Parametric equations are a way to represent mathematical curves using a parameter, usually denoted as \( t \). These equations give us the coordinates \( (x, y) \) as functions of \( t \), which is useful for describing the path of an object in motion.
In the given exercise, we see the parametric equations \( x = t^3 \) and \( y = \frac{3t^2}{2} \).
These specify the position of a point as \( t \) changes from 0 to \( \sqrt{3} \). Instead of expressing \( y \) directly as a function of \( x \), parametric equations capture a more intuitive understanding of motion.
They allow for paths that loop back or self-intersect, unlike standard Cartesian equations.

• \( x = t^3 \) tells us how the \( x \)-coordinate changes with \( t \).
• \( y = \frac{3t^2}{2} \) describes the corresponding \( y \)-coordinate.

Differentiation is the process of finding a derivative, which represents the rate of change of a function with respect to its variable.
This concept is crucial when working with parametric equations to find the velocity components of the curve.
For the given parametric equations, we differentiate each with respect to \( t \).

• For \( x = t^3 \), the derivative is \( \frac{dx}{dt} = 3t^2 \).
• For \( y = \frac{3t^2}{2} \), the derivative is \( \frac{dy}{dt} = 3t \).

These derivatives provide us the components required for calculating the arc length.
They give the instantaneous rate of change of \( x \) and \( y \) as \( t \) changes.
This enables us to comprehend how the curve evolves in its path.

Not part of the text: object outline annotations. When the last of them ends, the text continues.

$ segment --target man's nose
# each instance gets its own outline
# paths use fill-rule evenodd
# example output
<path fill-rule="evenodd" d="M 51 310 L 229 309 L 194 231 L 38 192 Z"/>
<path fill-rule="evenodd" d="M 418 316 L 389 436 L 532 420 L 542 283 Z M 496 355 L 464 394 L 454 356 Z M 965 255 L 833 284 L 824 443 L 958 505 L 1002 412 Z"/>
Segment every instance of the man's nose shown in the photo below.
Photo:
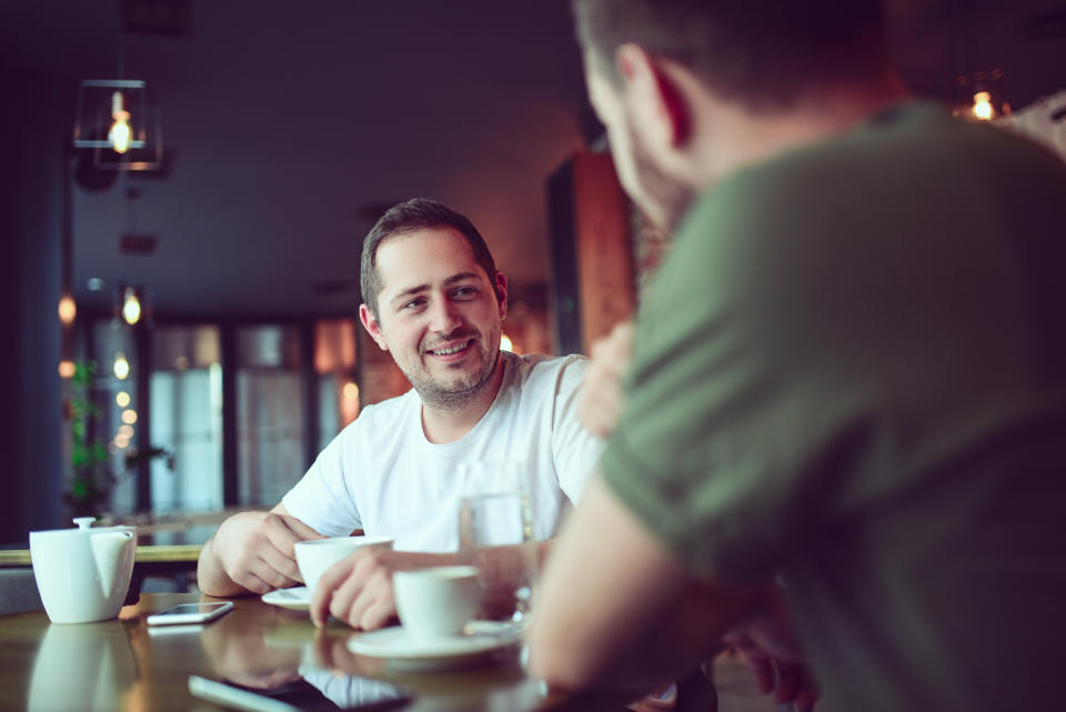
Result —
<path fill-rule="evenodd" d="M 430 329 L 449 333 L 462 323 L 459 308 L 447 299 L 439 299 L 430 311 Z"/>

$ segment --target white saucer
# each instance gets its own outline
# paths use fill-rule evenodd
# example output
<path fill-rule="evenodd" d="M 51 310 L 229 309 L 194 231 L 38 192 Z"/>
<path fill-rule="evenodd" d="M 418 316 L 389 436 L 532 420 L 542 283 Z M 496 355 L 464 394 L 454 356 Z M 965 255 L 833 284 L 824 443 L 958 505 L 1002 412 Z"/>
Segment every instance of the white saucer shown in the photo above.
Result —
<path fill-rule="evenodd" d="M 306 611 L 311 608 L 311 590 L 305 585 L 293 589 L 275 589 L 263 594 L 263 603 L 280 605 L 292 611 Z"/>
<path fill-rule="evenodd" d="M 402 626 L 358 633 L 348 639 L 356 655 L 382 658 L 403 670 L 444 670 L 471 664 L 514 645 L 522 630 L 509 623 L 473 621 L 466 633 L 440 640 L 415 640 Z"/>

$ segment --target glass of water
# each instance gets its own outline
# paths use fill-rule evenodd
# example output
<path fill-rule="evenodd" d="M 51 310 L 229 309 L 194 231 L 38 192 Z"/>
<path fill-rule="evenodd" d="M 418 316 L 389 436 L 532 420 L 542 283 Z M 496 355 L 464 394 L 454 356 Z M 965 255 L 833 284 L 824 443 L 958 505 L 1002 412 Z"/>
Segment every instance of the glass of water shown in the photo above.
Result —
<path fill-rule="evenodd" d="M 475 463 L 459 507 L 460 561 L 477 566 L 481 616 L 527 622 L 536 581 L 536 538 L 529 474 L 523 464 Z M 500 487 L 493 487 L 500 485 Z"/>

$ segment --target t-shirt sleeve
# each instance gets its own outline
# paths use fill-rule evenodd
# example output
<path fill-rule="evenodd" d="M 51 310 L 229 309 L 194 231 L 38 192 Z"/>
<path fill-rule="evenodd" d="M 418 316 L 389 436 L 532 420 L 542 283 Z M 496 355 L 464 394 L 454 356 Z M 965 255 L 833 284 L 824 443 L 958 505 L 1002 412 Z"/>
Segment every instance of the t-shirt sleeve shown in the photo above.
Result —
<path fill-rule="evenodd" d="M 800 218 L 771 199 L 723 185 L 690 215 L 638 315 L 626 405 L 601 461 L 653 535 L 723 580 L 774 572 L 817 515 L 826 443 L 861 421 L 852 365 L 822 358 L 832 314 L 797 299 L 817 255 L 781 248 Z"/>
<path fill-rule="evenodd" d="M 346 484 L 346 477 L 351 477 L 348 469 L 352 465 L 345 454 L 355 445 L 358 422 L 342 430 L 319 453 L 308 472 L 281 500 L 290 514 L 325 536 L 346 536 L 363 528 Z"/>
<path fill-rule="evenodd" d="M 575 504 L 604 447 L 603 441 L 589 432 L 577 418 L 577 401 L 587 369 L 587 359 L 571 357 L 555 381 L 552 427 L 554 465 L 560 489 Z"/>

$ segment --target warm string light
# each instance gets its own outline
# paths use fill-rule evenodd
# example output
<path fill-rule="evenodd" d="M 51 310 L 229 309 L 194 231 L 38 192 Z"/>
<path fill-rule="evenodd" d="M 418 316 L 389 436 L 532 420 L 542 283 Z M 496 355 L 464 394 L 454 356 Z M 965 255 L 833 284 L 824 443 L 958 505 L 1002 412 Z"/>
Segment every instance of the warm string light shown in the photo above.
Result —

Integration is the reverse process of differentiation, often used to determine the area under a curve or the total accumulation of quantities over a given interval.
In the context of finding arc lengths, integration helps us sum up tiny segments of the curve over the interval.
After finding the derivatives \( \frac{dx}{dt} \) and \( \frac{dy}{dt} \), we use them in the arc length integral formula.

• \( L = \int_0^\sqrt{3} \sqrt{(3t^2)^2 + (3t)^2} \, dt \)

To solve this, we further simplify inside the square root and then integrate.
Using a substitution method, \( u = t^2 + 1 \), it transforms the integral into something manageable:

• \( \int_1^4 \frac{3}{2} \sqrt{u} \, du \)

Integration then gives us the total arc length, \( L = 7 \).
This process involves understanding both the algebraic manipulation and conceptual application of integration.

The arc length formula provides a method for finding the length of a curve defined by parametric equations over a specified interval.
This is especially important for determining distances traveled along curved paths.
The formula is:

• \( L = \int_a^b \sqrt{\left( \frac{dx}{dt} \right)^2 + \left( \frac{dy}{dt} \right)^2} \, dt \)

It is derived from the Pythagorean Theorem, accounting for the infinitesimal distance changes in \( x \) and \( y \) components as \( t \) changes.
In our example, we identified the derivatives \( \frac{dx}{dt} = 3t^2 \) and \( \frac{dy}{dt} = 3t \), then substituted them into the formula.
This gives an integral that computes the curve's length from \( t = 0 \) to \( t = \sqrt{3} \).
The resulting arc length of 7 units encompasses the distance along the curve from the beginning to the end of the parameter \( t \).